I'm looking for an algorithm to solve the following problem. I have a number of subsets (1-n) of a given set (a-h). I want to find the smallest collection of subsets that will allow me to construct, by combination, all of the given subsets. This collection can contain subsets that do not exist in 1-n yet.
a b c d e f g h
1 1
2 1 1
3 1 1 1
4 1 1
5 1 1
6 1 1 1 1
7 1 1 1 1
8 1 1 1
9 1 1 1
Below are two possible collections, the smallest of which contains seven subsets. I have denoted new subsets with an x.
1 1
x 1
x 1
x 1
x 1
x 1
x 1
x 1
1 1
x 1
x 1
x 1
x 1
x 1 1
x 1
I believe this must be a known problem, but I'm not very familiar with algorithms. Any help is very much appreciated, as is a suggestion for a better topic title.
Thanks!
Update
Graph coloring gets me a long way, thanks. However, in my case subsets are allowed to overlap. For example:
a b c d
1 1 1 1
2 1 1 1
3 1 1 1
4 1 1
5 1 1 1 1
Graph coloring gives me this solution:
x 1 1
x 1
x 1
But this one is valid as well, and is smaller:
1 1 1 1
4 1 1
This problem is known as Set Basis, and it is NP-complete (Larry J. Stockmeyer: The set basis problem is NP-complete. Technical Report RC-5431, IBM, 1975). Its formulation as a graph problem is Bipartite Dimension. Since it is very hard to solve in general, it might be useful to look if there are any helpful properties of your data (e.g., are the sets small? Is the solution small? Can all sets occur?)
I cannot think of an easy ILP formulation. Instead, you could try to reduce the problem to Clique Cover, which is better studied, using either the reduction from Kou&Wong or the one from Nor et al.. I have coauthered a paper discussing algorithms for Clique Cover, and written a Clique cover solver with both an exact solver and two heuristics.
This problem was shown in one the video's of Coursera's Discrete Optimization lectures. IIRC, it's called the set cover problem.
IIRC, it's NP-complete or NP-hard, so look into the typical algorithms (exact algo's for small datasets, metaheuristics for medium/big datasets) and typical frameworks (OptaPlanner, ...)
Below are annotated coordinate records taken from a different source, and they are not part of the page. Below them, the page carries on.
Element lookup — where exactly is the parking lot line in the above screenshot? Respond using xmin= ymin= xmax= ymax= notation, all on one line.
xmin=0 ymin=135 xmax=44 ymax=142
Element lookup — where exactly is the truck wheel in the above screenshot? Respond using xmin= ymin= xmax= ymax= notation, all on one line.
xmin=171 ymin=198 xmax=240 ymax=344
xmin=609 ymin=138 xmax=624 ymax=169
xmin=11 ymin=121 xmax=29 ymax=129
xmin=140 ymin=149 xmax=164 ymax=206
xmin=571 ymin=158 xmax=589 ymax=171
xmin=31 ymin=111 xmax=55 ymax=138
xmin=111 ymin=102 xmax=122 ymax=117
For this variant of the Set Cover
problem, here is an Integer Programming formulation approach, with row generation.
Let's denote the components a,b,c,d... by their Column number. a=1, b=2 etc.
The rows are 'subsets.' Let's say that the EXISTING subsets are S1,...Sm. (These are the ones that HAVE to be covered.)
Notation for NEW subsets
This is the step where we introduce NEW subsets.
Let's call the 'atomic' subsets as a_x
. All a
subsets have only one component.
a1 is the subset {1,0,0,0}
a2 is the subset {0,1,0,0}
a3 is the subset {1,0,1,0}
...
Let bxy
be subsets with two components.
So `b13` is the subset with component 1 and 3 being present.
b13 = {1, 0, 1, 0}
b34 = {0, 0, 1, 1} etc.
cxyz are subsets with three components.
For example, c124 = { 1, 1, 0, 1} etc.
d subsets will have 4 components
e subsets will have 5 components
and so on.
Row Generation Step
Given an EXISTING Set, we generate only the needed NEW a, b, c ... subsets as we need.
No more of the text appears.